We must find ways to address our sordid past

I’ve been trying to think clearly about the reparations movement.

Sometimes I feel like we’re all in a whirlwind about this. The premise is simple — that descendants of enslaved people have suffered from generations of rules and policies that prevented them from having an equal chance for life, liberty and the pursuit of happiness.

Those in the movement say it’s way past time for us to address this. We cannot reach our potential as a nation until these wrongs, which stretch back 600 years, are addressed.

But then we run into scary numbers. One California reparations expert estimated the wealth gap between white and Black residents at $300,000, and his state’s share of reparations would equal $600 billion.

Apply that standard to the rest of America, and 50 million Black residents would need to receive $15 trillion.

Some communities are looking at solutions on a smaller plane. Evanston, Illinois figured that land ownership is the key, so it offered $25,000 to selected residents for down payments, mortgages or home repairs. 

In South Bend, a committee is asking for $60 million, but I haven’t found a clear explanation of who would handle that money and how it would be distributed. If we have about 30,000 Black residents, that comes to $2,000 per person.

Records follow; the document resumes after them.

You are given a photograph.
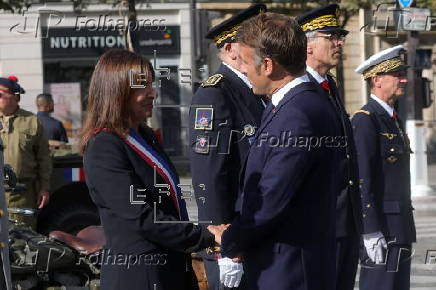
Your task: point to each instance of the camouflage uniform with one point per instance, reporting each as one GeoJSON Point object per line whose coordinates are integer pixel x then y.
{"type": "Point", "coordinates": [26, 150]}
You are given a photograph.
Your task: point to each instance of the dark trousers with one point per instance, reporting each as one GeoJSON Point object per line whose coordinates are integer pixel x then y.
{"type": "Point", "coordinates": [393, 275]}
{"type": "Point", "coordinates": [347, 259]}
{"type": "Point", "coordinates": [213, 275]}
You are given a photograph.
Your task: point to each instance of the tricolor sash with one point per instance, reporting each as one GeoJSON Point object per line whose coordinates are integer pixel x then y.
{"type": "Point", "coordinates": [152, 158]}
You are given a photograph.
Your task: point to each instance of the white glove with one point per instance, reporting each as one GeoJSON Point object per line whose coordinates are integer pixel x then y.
{"type": "Point", "coordinates": [374, 244]}
{"type": "Point", "coordinates": [230, 272]}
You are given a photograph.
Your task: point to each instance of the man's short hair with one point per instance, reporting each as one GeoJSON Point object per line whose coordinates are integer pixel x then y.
{"type": "Point", "coordinates": [278, 37]}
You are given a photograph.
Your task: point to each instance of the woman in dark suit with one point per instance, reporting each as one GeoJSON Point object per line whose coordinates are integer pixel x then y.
{"type": "Point", "coordinates": [133, 182]}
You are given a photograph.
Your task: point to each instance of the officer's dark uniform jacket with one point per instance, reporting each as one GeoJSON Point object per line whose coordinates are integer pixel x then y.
{"type": "Point", "coordinates": [111, 167]}
{"type": "Point", "coordinates": [215, 169]}
{"type": "Point", "coordinates": [348, 205]}
{"type": "Point", "coordinates": [384, 168]}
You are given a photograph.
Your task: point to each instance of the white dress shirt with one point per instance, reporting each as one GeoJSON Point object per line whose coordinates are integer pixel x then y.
{"type": "Point", "coordinates": [385, 105]}
{"type": "Point", "coordinates": [278, 96]}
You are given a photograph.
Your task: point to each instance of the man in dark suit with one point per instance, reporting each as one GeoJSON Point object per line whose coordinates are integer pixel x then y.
{"type": "Point", "coordinates": [384, 169]}
{"type": "Point", "coordinates": [325, 40]}
{"type": "Point", "coordinates": [53, 128]}
{"type": "Point", "coordinates": [286, 230]}
{"type": "Point", "coordinates": [224, 117]}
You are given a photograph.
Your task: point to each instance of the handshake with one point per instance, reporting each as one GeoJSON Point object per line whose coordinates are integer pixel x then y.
{"type": "Point", "coordinates": [231, 270]}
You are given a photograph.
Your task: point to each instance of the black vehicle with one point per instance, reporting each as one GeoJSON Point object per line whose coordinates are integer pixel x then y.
{"type": "Point", "coordinates": [70, 208]}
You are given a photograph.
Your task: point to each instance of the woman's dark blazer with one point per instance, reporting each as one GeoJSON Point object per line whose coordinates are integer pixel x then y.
{"type": "Point", "coordinates": [141, 250]}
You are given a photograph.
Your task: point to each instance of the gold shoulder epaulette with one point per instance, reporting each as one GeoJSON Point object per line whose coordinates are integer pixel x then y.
{"type": "Point", "coordinates": [212, 80]}
{"type": "Point", "coordinates": [362, 111]}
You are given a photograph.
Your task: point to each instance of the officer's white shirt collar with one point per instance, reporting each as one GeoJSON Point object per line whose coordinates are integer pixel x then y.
{"type": "Point", "coordinates": [278, 96]}
{"type": "Point", "coordinates": [240, 75]}
{"type": "Point", "coordinates": [385, 105]}
{"type": "Point", "coordinates": [315, 74]}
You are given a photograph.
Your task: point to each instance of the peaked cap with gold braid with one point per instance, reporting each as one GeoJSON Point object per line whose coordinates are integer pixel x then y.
{"type": "Point", "coordinates": [324, 18]}
{"type": "Point", "coordinates": [226, 30]}
{"type": "Point", "coordinates": [388, 60]}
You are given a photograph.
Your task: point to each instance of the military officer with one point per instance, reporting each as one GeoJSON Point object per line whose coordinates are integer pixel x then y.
{"type": "Point", "coordinates": [383, 158]}
{"type": "Point", "coordinates": [325, 41]}
{"type": "Point", "coordinates": [25, 149]}
{"type": "Point", "coordinates": [5, 275]}
{"type": "Point", "coordinates": [224, 117]}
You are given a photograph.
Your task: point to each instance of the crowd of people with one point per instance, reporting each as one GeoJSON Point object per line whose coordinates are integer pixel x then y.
{"type": "Point", "coordinates": [283, 215]}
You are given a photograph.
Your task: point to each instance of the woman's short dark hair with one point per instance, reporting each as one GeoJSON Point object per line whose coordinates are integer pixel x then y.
{"type": "Point", "coordinates": [278, 37]}
{"type": "Point", "coordinates": [110, 90]}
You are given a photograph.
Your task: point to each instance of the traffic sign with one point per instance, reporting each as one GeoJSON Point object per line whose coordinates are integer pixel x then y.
{"type": "Point", "coordinates": [415, 19]}
{"type": "Point", "coordinates": [405, 3]}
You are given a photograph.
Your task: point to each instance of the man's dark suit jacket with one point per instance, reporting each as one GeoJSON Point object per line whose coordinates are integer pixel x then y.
{"type": "Point", "coordinates": [286, 231]}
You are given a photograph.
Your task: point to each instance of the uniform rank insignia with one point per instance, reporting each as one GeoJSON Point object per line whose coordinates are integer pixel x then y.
{"type": "Point", "coordinates": [212, 80]}
{"type": "Point", "coordinates": [249, 130]}
{"type": "Point", "coordinates": [203, 119]}
{"type": "Point", "coordinates": [392, 159]}
{"type": "Point", "coordinates": [202, 144]}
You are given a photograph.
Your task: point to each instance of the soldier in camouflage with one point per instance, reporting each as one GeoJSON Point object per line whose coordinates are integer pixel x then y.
{"type": "Point", "coordinates": [25, 149]}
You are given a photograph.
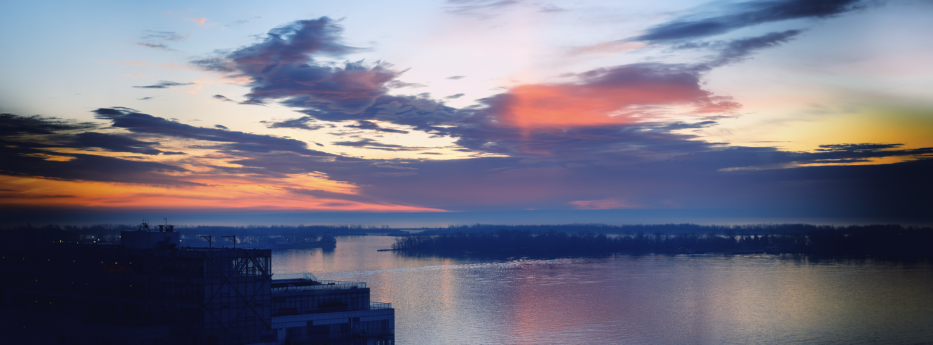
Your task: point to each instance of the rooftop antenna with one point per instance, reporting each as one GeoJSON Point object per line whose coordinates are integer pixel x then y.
{"type": "Point", "coordinates": [208, 241]}
{"type": "Point", "coordinates": [233, 237]}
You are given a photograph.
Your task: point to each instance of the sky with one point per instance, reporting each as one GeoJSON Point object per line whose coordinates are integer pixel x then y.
{"type": "Point", "coordinates": [425, 113]}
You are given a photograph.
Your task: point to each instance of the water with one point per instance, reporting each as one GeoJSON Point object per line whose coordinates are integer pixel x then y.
{"type": "Point", "coordinates": [625, 299]}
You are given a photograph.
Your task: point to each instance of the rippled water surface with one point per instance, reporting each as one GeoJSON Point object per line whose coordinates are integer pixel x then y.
{"type": "Point", "coordinates": [626, 299]}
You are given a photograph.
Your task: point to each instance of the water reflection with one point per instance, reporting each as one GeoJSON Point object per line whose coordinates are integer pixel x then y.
{"type": "Point", "coordinates": [647, 299]}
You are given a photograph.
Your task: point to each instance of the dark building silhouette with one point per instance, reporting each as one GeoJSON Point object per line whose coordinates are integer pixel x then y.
{"type": "Point", "coordinates": [148, 291]}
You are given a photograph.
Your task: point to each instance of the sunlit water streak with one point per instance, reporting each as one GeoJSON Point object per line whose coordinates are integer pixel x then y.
{"type": "Point", "coordinates": [624, 299]}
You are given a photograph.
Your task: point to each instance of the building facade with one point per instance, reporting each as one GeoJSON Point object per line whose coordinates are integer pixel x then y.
{"type": "Point", "coordinates": [148, 291]}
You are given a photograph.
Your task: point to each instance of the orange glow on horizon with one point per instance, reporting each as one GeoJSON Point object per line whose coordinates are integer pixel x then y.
{"type": "Point", "coordinates": [222, 193]}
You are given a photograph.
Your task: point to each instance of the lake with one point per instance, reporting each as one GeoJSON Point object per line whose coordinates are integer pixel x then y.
{"type": "Point", "coordinates": [634, 299]}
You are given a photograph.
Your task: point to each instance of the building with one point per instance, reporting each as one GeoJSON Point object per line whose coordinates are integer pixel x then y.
{"type": "Point", "coordinates": [147, 290]}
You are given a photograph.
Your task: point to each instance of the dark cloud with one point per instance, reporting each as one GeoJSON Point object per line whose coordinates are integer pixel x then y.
{"type": "Point", "coordinates": [282, 67]}
{"type": "Point", "coordinates": [23, 150]}
{"type": "Point", "coordinates": [30, 162]}
{"type": "Point", "coordinates": [163, 85]}
{"type": "Point", "coordinates": [740, 15]}
{"type": "Point", "coordinates": [113, 142]}
{"type": "Point", "coordinates": [147, 124]}
{"type": "Point", "coordinates": [397, 84]}
{"type": "Point", "coordinates": [422, 113]}
{"type": "Point", "coordinates": [150, 35]}
{"type": "Point", "coordinates": [11, 125]}
{"type": "Point", "coordinates": [363, 124]}
{"type": "Point", "coordinates": [737, 50]}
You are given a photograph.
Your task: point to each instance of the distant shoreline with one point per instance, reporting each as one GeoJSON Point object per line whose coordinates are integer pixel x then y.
{"type": "Point", "coordinates": [882, 240]}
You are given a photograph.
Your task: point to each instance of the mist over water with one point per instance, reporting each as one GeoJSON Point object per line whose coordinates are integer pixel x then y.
{"type": "Point", "coordinates": [646, 299]}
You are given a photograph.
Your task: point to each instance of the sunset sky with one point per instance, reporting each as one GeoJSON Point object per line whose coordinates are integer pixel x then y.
{"type": "Point", "coordinates": [466, 111]}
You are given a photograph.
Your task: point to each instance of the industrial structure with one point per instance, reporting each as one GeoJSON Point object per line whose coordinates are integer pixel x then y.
{"type": "Point", "coordinates": [147, 290]}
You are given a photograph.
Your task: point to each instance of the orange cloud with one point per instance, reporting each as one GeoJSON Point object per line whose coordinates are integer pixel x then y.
{"type": "Point", "coordinates": [567, 105]}
{"type": "Point", "coordinates": [222, 193]}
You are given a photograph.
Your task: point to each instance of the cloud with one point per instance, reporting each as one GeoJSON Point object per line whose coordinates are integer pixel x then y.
{"type": "Point", "coordinates": [113, 142]}
{"type": "Point", "coordinates": [739, 15]}
{"type": "Point", "coordinates": [604, 204]}
{"type": "Point", "coordinates": [479, 8]}
{"type": "Point", "coordinates": [156, 39]}
{"type": "Point", "coordinates": [624, 94]}
{"type": "Point", "coordinates": [155, 46]}
{"type": "Point", "coordinates": [738, 50]}
{"type": "Point", "coordinates": [363, 124]}
{"type": "Point", "coordinates": [367, 143]}
{"type": "Point", "coordinates": [282, 67]}
{"type": "Point", "coordinates": [25, 140]}
{"type": "Point", "coordinates": [222, 98]}
{"type": "Point", "coordinates": [137, 122]}
{"type": "Point", "coordinates": [14, 125]}
{"type": "Point", "coordinates": [299, 123]}
{"type": "Point", "coordinates": [397, 84]}
{"type": "Point", "coordinates": [163, 85]}
{"type": "Point", "coordinates": [151, 35]}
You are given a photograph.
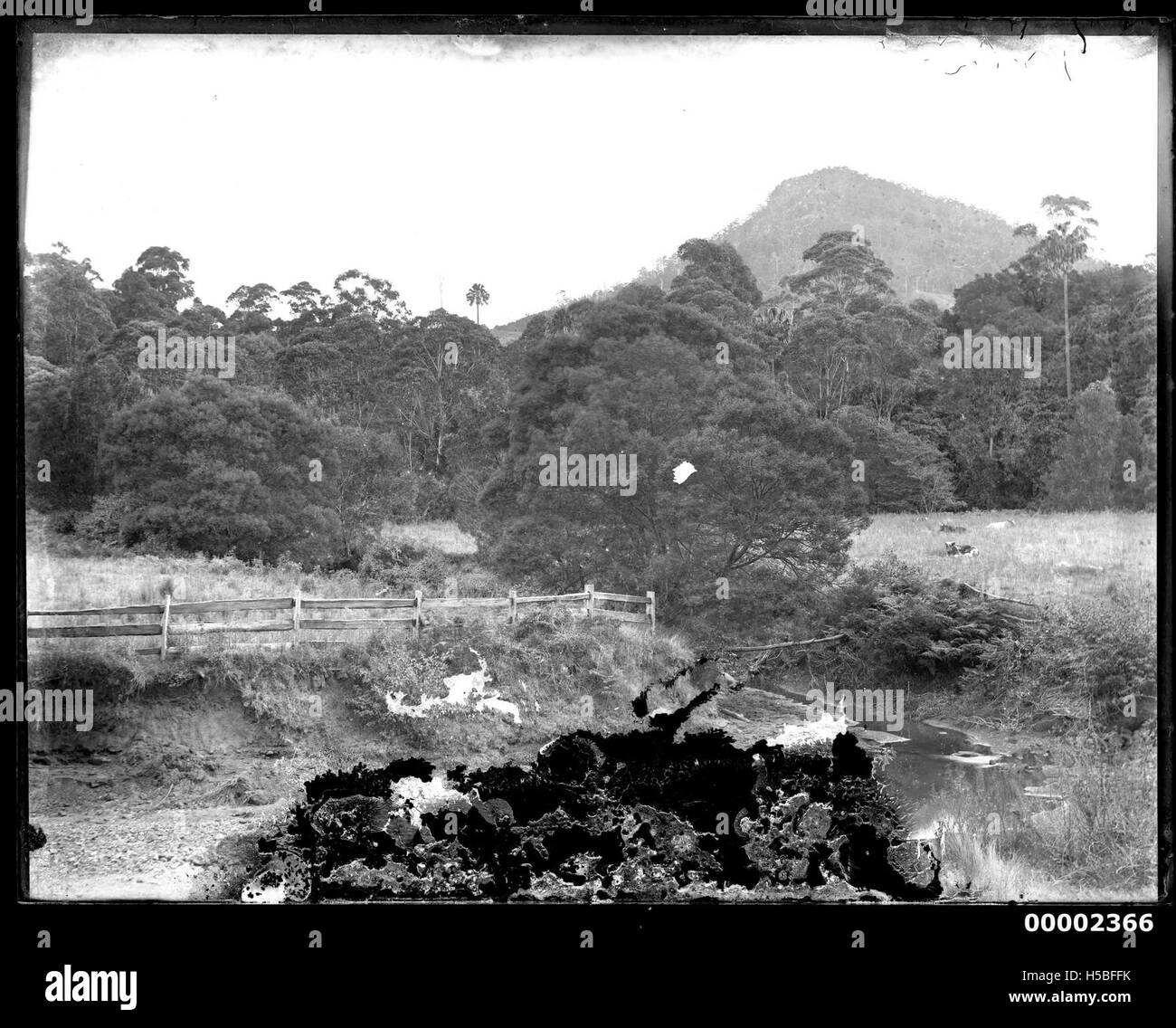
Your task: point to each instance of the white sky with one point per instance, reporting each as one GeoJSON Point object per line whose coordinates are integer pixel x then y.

It’s undeniable that Black men and women have suffered in America for centuries. They were enslaved, mistreated and murdered. After slavery ended, they were segregated. Then they were stereotyped, profiled and discriminated against. At each step, they were treated as if they didn’t deserve what other people had.

I am limited in what I can understand, in part because of my own family’s journey. My family has a ninth-great-grandfather who owned at least three enslaved people in Maryland in the mid-1600s. The way math works then, I am a 0.0488 percent slaveholder by blood.

We overcame deep white poverty in that family tree as well. My father was the oldest of four children raised by his grandparents on a dirt-poor farm near Lima, Ohio, during the Great Depression. His likely path was to be another dirt-poor farmer or a factory worker in the Lima Locomotive Works.

World War II changed all that. As a white veteran of that war, Dad used funds from the G.I. Bill to pay his way through a business college. He became an accountant, bought a house and spent the rest of his years accumulating wealth.

Until a couple weeks ago, I wondered why Black veterans didn’t use the G.I. Bill the same way Dad did. It turns out, they couldn’t. Because of racial discrimination, they were prevented from receiving the same education benefits and from buying the same sorts of homes.

These million or so Black men returned from the war, just like my father, but without those stairsteps out of poverty. I had noticed how classmates at LaSalle High School in the 1970s lived the way they did. I understand better now.

We can’t undo those rules made by racist politicians in the 1940s. We can do something about the racist decisions our generation is making today – the re-segregating by shifting of education funds from integrated public schools to predominantly white private schools, for example.

In years to come, we will be ashamed of ourselves for allowing this to happen.

What else can we do now?

One compelling thought is that Black Americans could follow an example set by Native Americans, who have their own legitimate grievances with how their ancestors were treated by European Americans.

In the past four decades, Natives have been rebuilding their culture and gaining some economic justice through a focus on casino gambling. Statistics are difficult to compare and shouldn’t be trusted completely, but it’s likely that Native casinos are cashing in on about 40 percent of an $80 billion legal gaming industry nationwide.

Tribes operate about 500 casinos in 28 states where Natives have sovereign rights of regulation within their own reservations. In our area, the Pokagon Band of the Potawatomi operate casino resorts in New Buffalo and South Bend as well as smaller operations in Hartford and Dowagiac.

Here and in other states, profits are shared by recognized tribe members. The question is, are these casinos really helping repair the damages caused when European-born settlers uprooted the indigenous tribes and attempted to destroy their cultures?

The answer would seem to be yes.

Nationwide reports immediately saw young Native adults returning to their reservations, for an overall increase in population of 11.5 percent. Employment improved, decreasing the percentage of working poor by 14 percent.

A 2019 report from the Centers for Disease Control and Prevention found, after studying 102 tribes, that casinos brought a noticeable increase in overall Native health. The reasons for that were broad-based. Residents were better educated, for example, because they could afford better schools. They had more money for preventative care and saw more options for exercise.

This seems to have provided an effective pathway out of poverty for many Native groups, but I’m not suggesting that anyone open more casinos.

There are other banned businesses that could be declared as legal and tax-free for structured Black groups. Sports gambling and recreational marijuana sales could be among them. The key would be making sure that all families within that structure benefit by having solid education, medical and housing options.

Better ideas need to emerge. We shouldn’t just find it convenient to push the problem back under the rug because we don’t have $15 trillion.

It is not for people like me to decide. I can’t be another white person trying to fix what we think that Black people are doing wrong.

In the meantime, it costs nothing for us to simply acknowledge and apologize for what our ancestors have done and to stop doing those things now. That is where we can start.